Saturday, September 20, 2008

Electric Lamp and the Progress of Human Civilization

Sept 20, 2008



My older daughter is a biologist by profession. However, being a woman of lively intelligence, she is also interested in the evolution of human civilization.

She posed an intriguing question. To what extent human civilization owes its progress to the invention of electric lamp? The question set me thinking furiously.

Electric lamp was patented by Thomas Alva Edison in the year 1891 or so. That gave me a cutoff date, and the question was now reduced to the causative input of electric lamp to the progress of the civilization from the year 1900 onwards.

Well, vast human knowledge had been gathered before the beginning of the 20th century. The great ancient civilizations like Egyptian, Chinese, and Indian had thrived and made their invaluable contribution to the sum total of human knowledge and culture.

The philosophical doctrines posited by the great thinkers like Confucius, and Lao-Tse enriched human thinking.
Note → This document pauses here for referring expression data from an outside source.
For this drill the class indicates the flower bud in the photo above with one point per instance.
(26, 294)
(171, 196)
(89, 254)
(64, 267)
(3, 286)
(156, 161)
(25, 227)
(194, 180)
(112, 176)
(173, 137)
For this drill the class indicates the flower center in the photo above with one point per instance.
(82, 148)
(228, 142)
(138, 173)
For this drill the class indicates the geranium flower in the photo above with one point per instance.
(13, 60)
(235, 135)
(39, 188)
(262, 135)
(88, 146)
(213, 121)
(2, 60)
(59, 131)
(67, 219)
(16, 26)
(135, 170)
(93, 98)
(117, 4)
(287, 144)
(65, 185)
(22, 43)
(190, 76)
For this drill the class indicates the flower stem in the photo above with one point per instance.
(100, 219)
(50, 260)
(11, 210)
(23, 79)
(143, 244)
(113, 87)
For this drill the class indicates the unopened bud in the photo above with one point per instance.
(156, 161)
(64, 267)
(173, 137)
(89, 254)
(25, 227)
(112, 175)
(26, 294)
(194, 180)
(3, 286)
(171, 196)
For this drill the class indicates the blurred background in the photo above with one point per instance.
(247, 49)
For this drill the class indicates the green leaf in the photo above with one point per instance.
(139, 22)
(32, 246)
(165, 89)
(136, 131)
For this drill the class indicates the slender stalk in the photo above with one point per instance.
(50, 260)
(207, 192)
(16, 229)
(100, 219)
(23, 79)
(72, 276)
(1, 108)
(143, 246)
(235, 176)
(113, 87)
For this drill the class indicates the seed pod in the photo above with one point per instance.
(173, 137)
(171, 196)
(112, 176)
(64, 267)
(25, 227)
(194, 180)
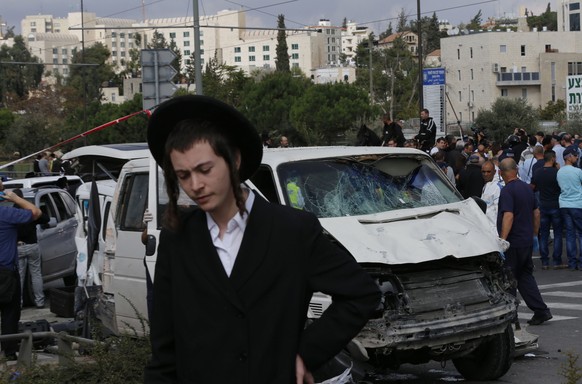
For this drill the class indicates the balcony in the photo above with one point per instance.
(518, 78)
The great religions like Hinduism, Islam, Christianity, Buddhism, Jainism, Shintoism, and Judaism took root in different countries, spread widely, and gave humans a choice to live according to their own belief.

Also, the contribution by Greek and Roman thinkers had taken place much before our cut-off date. Skipping over the medieval ages, we saw in Europe, renaissance in the field of art, philosophy, literature, science and astronomy. Newton, Galileo, Leibnitz, Gauss, Riemann, Goethe, Shakespeare, Voltaire, Bach, Mozart, Beethoven were all intellectual giants born much before the dawn of 20th century. They had little opportunity to use an electric lamp.

However, if instead of electric lamp, we examine the historical value of a lighting device, the question assumes a different color. The primitive man was able to develop some sort of lamp, possibly as early 50,000 years ago. It consisted a hollow rock with filled with fat-soaked moss or some other such material. My understanding is that Eskimos still use a similar kind of lamp. Development of such devices transported man from Stone Age to later Ages. Somewhere in between man must have found how to make candles and torches.

The lighting devices of one kind or another increased the total working time for everybody. Night ceased to a forbidding factor for those who wanted to work. In enhanced the overall safety. It led to great works of art, science and literature over thousands of years.

We can perhaps say with reasonable confidence that although the electric lamp was not a critical factor in the evolution of human civilization, the lighting device of one kind or another most certainly was.


2 comments:

Plavi said...

It would be interesting to trace the origin of the saying "burning the midnight oil" in reference to the above.

Suraj Jain said...

Origin of the phrase "burning midnight oil":

The English author Francis Quarles wrote in Emblemes, 1635:

Wee spend our mid-day sweat, or mid-night oyle);
Wee tyre the night in thought; the day in toyle.

Ignore the spellings used in 17th century English.